Abstract In order to respond to infection, injury and stress, T lymphocytes must successfully migrate from the bloodstream into inflamed tissue in a process called the leukocyte adhesion cascade. Of these steps, blockade of adhesion has shown clear clinical benefit in autoimmunity, and the step of intraluminal crawling is of great potential clinical importance. In order to coordinate adhesion and crawling while in circulation, leukocytes must respond appropriately to complex hemodynamic forces, including shear stresses and erythrocyte driven margination against the venule walls. Therefore, we hypothesized that the mechanosensitive calcium channel PIEZO1, which is preferentially expressed in T lymphocytes, mediates T lymphocyte responses to force during adhesion and crawling. To test this hypothesis, we genetically ablated PIEZO1 in primary T lymphocytes from healthy human donors using CRISPR/Cas9, and observed crawling ability in vitro. In this assay, PIEZO1 knockout cells exhibited decreased crawling and disrupted morphology. Moreover, we performed immunofluorescence of PIEZO1 on chemokine-activated crawling T lymphocytes, which demonstrated that PIEZO1 redistributes to the contact zone of crawling cells in a pattern reminiscent of a high-affinity LFA-1 focal zone.
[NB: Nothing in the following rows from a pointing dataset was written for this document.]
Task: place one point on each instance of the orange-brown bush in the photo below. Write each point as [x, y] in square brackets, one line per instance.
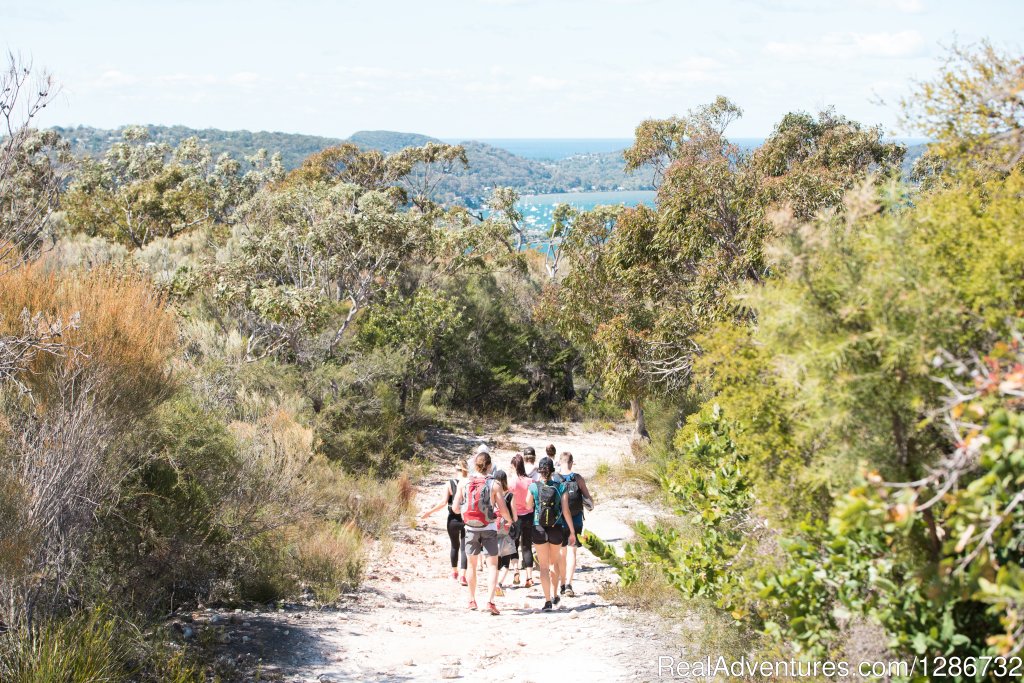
[115, 328]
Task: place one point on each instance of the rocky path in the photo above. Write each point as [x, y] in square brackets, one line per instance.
[410, 622]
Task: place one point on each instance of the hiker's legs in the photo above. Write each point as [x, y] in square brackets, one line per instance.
[457, 536]
[570, 558]
[462, 551]
[544, 563]
[493, 577]
[560, 564]
[471, 578]
[526, 543]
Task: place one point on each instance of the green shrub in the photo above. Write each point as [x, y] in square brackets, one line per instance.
[90, 647]
[329, 560]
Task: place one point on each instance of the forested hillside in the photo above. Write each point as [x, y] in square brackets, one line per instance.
[217, 373]
[489, 167]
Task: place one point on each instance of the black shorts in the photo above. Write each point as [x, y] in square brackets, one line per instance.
[556, 536]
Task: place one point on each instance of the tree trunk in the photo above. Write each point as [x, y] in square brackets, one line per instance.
[640, 424]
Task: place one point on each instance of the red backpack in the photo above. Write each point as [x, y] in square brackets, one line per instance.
[479, 510]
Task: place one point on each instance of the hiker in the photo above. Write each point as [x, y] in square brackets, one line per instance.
[550, 452]
[456, 527]
[479, 502]
[520, 487]
[483, 447]
[578, 496]
[551, 507]
[529, 462]
[506, 544]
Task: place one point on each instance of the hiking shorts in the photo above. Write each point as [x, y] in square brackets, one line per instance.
[481, 541]
[552, 535]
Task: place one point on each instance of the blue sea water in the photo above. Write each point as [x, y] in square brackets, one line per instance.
[552, 148]
[538, 210]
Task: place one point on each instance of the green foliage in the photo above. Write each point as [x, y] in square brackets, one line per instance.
[90, 647]
[488, 166]
[644, 283]
[140, 190]
[712, 495]
[365, 431]
[330, 560]
[971, 112]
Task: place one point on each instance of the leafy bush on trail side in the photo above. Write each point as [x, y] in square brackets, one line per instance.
[95, 646]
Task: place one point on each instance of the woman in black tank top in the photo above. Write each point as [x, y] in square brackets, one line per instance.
[455, 525]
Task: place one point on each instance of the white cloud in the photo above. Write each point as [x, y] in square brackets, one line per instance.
[904, 6]
[547, 83]
[850, 46]
[693, 70]
[113, 79]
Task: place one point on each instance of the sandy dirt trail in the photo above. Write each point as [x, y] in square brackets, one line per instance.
[410, 621]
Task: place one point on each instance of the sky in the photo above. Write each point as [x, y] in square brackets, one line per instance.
[465, 69]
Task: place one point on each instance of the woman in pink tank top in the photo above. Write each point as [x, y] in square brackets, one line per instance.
[524, 544]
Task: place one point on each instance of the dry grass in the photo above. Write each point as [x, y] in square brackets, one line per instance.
[117, 330]
[329, 559]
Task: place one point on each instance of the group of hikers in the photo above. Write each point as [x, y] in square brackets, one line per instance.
[532, 521]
Additionally, PIEZO1 colocalizes specifically with high affinity LFA-1. Using co-immunoprecipitation indicated that PIEZO1 preferentially associates with the alpha integrin subunit of LFA-1 in its active form, through a conserved amphipathic eight amino acid motif. Taken together, our data suggest that PIEZO1 contributes to coordination of T lymphocyte crawling via interaction with integrins, modulating the affinity state and turnover of LFA-1.